This Translation Tuesday, sail to the Galápagos with the poetry of the Mexican poet, Malva Flores, winner of the Aguascalientes National Poetry Prize in 1999. In five elusive and potent fragments, Flores fires up the islands of imagination that make up the tropical locale’s “intoxication”. On this Archipelago, a fascinating intertextuality is weaved throughout as we encounter literary figures from Victor Hugo to Salvador Elizondo. These poems, rendered in J Buentello Benavides’s marvellous translation, shine through with an allusive power that can only be described as “an excess of sun”.
Terraces
You must always climb. That is banishment,
a slope, even if it’s in the desert.
María Zambrano
Lose a foot, the floor, the rhythm of a jump; stay standing on the terrace. Yes. Like that. Alone on the terrace, among hanging clothes like bloodless bodies and all the old things from which you detach because you don’t want to see what happened, but you save them, you stick them in chests, in boxes, even in plastic bags. You save them.

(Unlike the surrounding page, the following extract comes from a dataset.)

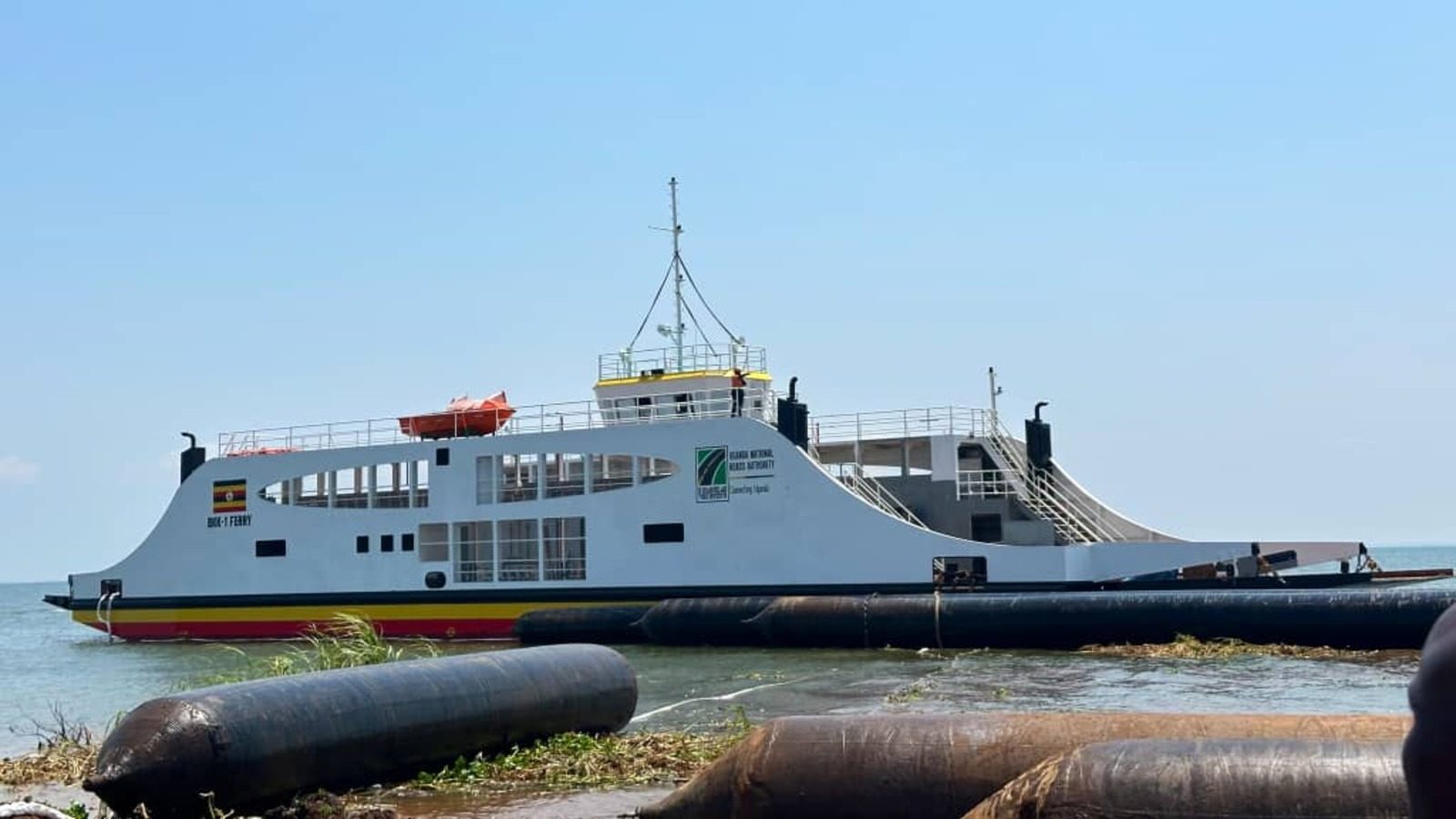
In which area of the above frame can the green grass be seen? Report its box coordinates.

What happened became simple. You were wrong. You lost a foot, the floor, the rhythm of a jump and you came to a stop on this island suspended in the whitest blue of a brilliant afternoon: this eternal terrace.
Droplets
I had ignored the prudent advice of the goddess and
desired with all of my soul to descend there.
Salvador Elizondo
There’s a drop of water on the head. Drop that slides slowly through the skull. It’s not a drop of sweat: it’s a message. Brief, miniscule sparkle that is not water or shadow. Imaginary sweat you wipe off a thousand times and there is nothing: it’s a liquid spark of guilt, but it’s dry. A warning.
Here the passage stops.